A cobardia enquanto forma de honestidade

Filipe Diniz

Num da­queles de­sa­bafos ba­cocos que pro­fere quando está mais à von­tade, Ca­vaco Silva con­fessou que não co­piava na es­cola «por ter medo de ser apa­nhado». É a sua versão do velho di­tado se­gundo o qual «ver­gonha não é roubar. Ver­gonha é roubar e não poder fugir».

Como sempre que este gé­nero de pes­soas fala com o co­ração mais perto da boca, o que dizem acaba por ad­quirir um sig­ni­fi­cado mais amplo do que a sim­ples afir­mação que estão a fazer. Essa ati­tude contém todo um pro­grama de acção po­lí­tica.

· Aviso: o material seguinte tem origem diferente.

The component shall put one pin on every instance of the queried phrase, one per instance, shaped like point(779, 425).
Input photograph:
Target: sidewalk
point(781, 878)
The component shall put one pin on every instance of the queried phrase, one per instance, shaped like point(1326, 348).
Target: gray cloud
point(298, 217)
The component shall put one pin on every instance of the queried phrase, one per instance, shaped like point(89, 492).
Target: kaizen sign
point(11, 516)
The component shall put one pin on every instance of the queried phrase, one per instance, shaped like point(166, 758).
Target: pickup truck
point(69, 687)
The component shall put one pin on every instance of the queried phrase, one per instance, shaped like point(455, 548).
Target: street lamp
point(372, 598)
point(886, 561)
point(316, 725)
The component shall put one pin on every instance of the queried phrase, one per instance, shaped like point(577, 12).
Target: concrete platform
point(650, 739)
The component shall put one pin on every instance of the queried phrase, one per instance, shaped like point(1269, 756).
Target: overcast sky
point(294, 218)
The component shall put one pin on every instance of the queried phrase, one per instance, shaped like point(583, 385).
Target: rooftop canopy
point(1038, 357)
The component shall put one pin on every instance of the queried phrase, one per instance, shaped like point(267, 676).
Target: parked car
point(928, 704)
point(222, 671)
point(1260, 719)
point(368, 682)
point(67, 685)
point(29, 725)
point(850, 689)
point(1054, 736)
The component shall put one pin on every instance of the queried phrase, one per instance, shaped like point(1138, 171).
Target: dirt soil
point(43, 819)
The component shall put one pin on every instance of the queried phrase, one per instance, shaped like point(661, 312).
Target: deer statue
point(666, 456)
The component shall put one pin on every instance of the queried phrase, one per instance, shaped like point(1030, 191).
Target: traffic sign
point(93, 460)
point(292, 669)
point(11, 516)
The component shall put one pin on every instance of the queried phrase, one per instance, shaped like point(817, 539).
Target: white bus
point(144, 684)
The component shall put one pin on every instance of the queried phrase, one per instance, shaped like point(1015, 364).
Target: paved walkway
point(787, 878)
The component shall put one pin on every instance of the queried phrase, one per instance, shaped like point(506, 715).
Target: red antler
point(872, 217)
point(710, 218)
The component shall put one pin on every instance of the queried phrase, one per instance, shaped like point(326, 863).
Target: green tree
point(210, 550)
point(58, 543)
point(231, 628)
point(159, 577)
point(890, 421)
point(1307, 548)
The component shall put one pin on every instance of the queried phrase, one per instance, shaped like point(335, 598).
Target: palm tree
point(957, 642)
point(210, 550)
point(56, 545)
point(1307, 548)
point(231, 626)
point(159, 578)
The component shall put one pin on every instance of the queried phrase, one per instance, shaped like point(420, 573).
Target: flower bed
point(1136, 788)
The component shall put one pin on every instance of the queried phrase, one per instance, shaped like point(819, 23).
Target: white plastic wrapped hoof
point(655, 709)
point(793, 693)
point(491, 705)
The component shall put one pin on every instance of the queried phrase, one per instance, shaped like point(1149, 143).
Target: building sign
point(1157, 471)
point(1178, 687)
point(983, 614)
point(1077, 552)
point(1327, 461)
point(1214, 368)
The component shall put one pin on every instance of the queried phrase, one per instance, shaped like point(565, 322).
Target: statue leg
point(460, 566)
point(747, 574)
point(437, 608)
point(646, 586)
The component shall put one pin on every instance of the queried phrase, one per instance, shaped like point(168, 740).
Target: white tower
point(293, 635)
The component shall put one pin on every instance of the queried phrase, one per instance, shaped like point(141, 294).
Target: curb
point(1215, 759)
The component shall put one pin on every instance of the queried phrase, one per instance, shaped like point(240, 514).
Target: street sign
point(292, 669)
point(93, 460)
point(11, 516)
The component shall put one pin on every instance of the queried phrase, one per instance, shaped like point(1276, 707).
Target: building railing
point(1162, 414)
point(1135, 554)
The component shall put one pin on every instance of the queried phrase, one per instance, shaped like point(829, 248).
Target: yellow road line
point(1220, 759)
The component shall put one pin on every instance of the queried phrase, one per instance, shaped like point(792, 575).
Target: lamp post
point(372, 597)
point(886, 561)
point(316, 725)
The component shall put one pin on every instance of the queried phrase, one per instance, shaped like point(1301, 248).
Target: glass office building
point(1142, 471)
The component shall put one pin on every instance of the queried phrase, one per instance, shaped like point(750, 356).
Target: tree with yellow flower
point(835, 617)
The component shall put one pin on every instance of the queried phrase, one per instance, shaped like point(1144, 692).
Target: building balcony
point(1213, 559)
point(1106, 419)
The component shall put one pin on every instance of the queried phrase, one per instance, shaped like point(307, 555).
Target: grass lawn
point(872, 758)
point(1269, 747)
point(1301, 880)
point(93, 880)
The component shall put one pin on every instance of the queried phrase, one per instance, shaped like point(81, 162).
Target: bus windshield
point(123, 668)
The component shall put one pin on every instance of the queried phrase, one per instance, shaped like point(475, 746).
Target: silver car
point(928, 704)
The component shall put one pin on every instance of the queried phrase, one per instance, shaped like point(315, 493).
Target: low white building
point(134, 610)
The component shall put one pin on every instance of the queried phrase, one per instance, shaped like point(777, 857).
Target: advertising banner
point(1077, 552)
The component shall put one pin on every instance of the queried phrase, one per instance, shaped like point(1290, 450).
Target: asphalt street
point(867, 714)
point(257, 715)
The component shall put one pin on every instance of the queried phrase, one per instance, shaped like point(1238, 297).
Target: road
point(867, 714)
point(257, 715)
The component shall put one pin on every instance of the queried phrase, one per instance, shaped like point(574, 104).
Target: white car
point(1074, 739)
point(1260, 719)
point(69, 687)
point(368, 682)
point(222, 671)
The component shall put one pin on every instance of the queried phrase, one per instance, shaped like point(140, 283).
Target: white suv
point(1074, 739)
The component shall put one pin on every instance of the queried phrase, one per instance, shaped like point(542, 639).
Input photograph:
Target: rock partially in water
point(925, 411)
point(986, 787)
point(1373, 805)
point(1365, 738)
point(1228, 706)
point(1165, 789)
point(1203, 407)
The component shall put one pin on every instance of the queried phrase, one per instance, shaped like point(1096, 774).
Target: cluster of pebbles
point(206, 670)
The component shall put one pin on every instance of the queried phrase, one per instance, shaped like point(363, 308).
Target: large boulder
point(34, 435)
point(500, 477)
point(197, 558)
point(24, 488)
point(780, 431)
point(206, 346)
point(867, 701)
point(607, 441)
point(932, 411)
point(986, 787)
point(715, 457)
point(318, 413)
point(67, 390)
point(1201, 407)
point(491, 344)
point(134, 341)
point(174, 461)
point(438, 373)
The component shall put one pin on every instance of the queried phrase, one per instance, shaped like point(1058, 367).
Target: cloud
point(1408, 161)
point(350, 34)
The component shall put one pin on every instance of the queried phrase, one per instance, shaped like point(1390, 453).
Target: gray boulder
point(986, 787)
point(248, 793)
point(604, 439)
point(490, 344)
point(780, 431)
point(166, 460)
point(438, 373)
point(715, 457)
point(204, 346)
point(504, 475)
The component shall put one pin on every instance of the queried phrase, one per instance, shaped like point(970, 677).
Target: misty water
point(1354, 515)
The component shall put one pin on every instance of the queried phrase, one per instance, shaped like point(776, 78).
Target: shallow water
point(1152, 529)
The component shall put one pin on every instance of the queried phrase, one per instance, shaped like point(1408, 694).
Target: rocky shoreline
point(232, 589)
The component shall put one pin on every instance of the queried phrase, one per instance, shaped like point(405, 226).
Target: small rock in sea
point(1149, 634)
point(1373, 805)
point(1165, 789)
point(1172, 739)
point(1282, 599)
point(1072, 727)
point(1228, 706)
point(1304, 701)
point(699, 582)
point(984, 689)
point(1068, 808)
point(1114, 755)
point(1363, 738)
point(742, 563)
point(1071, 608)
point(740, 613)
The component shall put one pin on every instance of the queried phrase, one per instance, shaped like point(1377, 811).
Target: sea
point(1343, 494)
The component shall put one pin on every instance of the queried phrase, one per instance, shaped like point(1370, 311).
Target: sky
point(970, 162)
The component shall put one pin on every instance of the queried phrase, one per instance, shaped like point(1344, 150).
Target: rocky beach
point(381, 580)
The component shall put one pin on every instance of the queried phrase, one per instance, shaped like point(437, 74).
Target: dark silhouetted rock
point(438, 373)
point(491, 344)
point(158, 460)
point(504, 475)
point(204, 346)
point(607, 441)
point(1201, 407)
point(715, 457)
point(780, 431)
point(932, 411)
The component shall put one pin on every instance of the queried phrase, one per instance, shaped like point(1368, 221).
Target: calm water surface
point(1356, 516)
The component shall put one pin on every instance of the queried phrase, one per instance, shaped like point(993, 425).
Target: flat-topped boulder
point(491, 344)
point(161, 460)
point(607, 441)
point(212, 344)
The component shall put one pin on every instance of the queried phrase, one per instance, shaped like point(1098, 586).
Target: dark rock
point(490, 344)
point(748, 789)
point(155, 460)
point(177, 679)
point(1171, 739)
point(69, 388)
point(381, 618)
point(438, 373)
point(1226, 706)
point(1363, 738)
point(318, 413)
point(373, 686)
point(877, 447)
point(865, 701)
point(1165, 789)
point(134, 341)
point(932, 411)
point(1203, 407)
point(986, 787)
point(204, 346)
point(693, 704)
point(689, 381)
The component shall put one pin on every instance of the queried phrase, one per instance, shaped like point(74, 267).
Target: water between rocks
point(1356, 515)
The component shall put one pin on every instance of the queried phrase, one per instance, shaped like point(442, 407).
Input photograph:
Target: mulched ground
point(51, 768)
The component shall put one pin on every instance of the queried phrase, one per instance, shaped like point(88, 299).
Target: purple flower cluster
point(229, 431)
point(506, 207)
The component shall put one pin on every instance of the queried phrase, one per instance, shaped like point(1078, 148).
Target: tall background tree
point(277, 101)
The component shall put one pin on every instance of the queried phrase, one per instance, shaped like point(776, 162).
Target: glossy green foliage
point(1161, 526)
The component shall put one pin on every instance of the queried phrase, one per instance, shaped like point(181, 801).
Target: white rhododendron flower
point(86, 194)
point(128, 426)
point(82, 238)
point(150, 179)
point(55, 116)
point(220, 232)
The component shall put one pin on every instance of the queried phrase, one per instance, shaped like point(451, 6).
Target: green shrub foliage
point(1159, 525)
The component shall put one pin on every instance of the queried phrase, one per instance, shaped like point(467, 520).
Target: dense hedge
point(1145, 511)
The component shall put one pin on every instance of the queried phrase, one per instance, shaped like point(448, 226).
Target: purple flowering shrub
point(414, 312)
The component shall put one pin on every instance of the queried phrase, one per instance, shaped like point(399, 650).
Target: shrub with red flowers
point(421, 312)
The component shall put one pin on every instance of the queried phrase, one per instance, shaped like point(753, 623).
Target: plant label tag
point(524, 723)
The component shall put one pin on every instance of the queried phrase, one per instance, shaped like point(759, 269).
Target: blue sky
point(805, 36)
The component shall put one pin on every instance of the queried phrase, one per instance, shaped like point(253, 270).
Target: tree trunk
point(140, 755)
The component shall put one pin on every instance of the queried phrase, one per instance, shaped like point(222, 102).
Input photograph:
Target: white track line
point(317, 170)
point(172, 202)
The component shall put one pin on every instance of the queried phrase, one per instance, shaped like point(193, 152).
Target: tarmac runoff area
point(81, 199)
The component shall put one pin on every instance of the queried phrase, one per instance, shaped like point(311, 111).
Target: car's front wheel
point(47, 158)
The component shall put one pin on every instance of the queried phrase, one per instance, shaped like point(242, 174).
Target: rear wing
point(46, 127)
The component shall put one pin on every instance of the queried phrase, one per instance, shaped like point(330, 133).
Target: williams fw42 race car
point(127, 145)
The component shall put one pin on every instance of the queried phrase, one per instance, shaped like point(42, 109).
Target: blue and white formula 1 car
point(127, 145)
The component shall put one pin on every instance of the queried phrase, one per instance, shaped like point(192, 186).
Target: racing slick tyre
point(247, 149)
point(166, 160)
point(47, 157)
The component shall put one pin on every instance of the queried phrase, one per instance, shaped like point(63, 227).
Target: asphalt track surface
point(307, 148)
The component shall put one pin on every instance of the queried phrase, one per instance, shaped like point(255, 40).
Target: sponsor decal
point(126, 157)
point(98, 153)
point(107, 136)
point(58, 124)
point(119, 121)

O PSD, o CDS e o PS – como su­cede com quais­quer forças ao ser­viço da classe do­mi­nante no quadro da de­mo­cracia bur­guesa – têm um único prin­cípio a ori­entar a acção po­lí­tica: o poder le­gi­tima tudo, todos os meios são le­gí­timos para con­servar o poder.

A re­cente cam­panha elei­toral cons­titui um au­tên­tico com­pêndio na ma­téria. Todos eles subs­cre­veram o «me­mo­rando» da troika es­tran­geira. Todos eles men­tiram, omi­tiram, ocul­taram o seu con­teúdo e, em al­guns casos, fi­zeram pro­messas de sen­tido in­verso ao que sa­biam estar im­posto no «me­mo­rando». Juntos ob­ti­veram uma lar­guís­sima mai­oria dos votos ex­pressos. Juntos, em coro com Ca­vaco, afirmam que esses votos le­gi­timam o «me­mo­rando» cujo con­teúdo cui­da­do­sa­mente ocul­taram.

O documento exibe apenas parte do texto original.